Rory McIlroy has not ruled out adding another tournament to his schedule to avoid going into the US Masters with just a handful of competitive rounds under his belt.
McIlroy has played only four and a half rounds in 2013, missing the cut in Abu Dhabi in his first tournament with new equipment, losing in the first round of the Accenture Match Play and then infamously quitting the defence of his Honda Classic title last week midway through the second round.
The world number one is an approximate 17 over par for the 80 holes he has completed this season and is currently scheduled to play just two more events before the first major of the year at Augusta National from April 11-14.
Health permitting he is at least guaranteed four rounds of golf this week at the WGC-Cadillac Championship as there is no halfway cut, but the same guarantee is not on offer at the Houston Open, his other scheduled event.
Asked if he would play another tournament, McIlroy said: “I haven’t planned on it yet. I was waiting to see how I was going to do this week and then make a decision.
“If I want to play Tampa next week I have to enter by Friday and then there is Bay Hill after that, but right now I haven’t made a decision.

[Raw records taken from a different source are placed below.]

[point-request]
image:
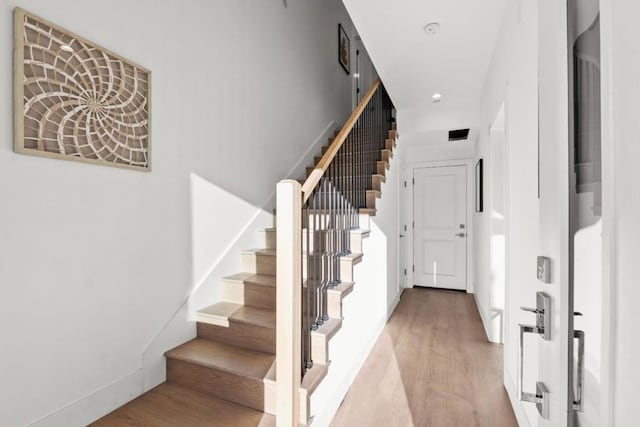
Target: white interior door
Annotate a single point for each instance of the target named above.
(440, 227)
(553, 128)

“I feel like I have made some progress over the last few days so the likelihood is that I probably won’t add an event, but it all depends on how I feel with my game and how I feel out there on the course.”

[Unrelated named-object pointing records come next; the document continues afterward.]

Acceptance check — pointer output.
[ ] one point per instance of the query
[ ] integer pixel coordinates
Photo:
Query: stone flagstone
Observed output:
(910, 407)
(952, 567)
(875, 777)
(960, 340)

Much had been made about McIlroy’s poor form with his new equipment even before he walked off PGA National last Friday, when he initially said he was in a “bad place mentally” before citing wisdom tooth pain for his withdrawal.
But the 23-year-old insists his swing is now the only issue, although he admits he did wonder whether the club or balls were to blame at first.
“At the start yes, but now I know it’s purely the swing,” added McIlroy, who will play alongside Tiger Woods and Luke Donald for the first two days at Doral after the world’s top 25 were grouped together.
“The equipment is fantastic, I have no problems at all and when I make a good swing the ball goes where I want on the flight I want it to, it’s just getting my swing on the right path.”
England’s Justin Rose is the defending champion on the famed Blue Monster course, with the tournament having a prize fund of USD8.75million and USD1.5million to the winner.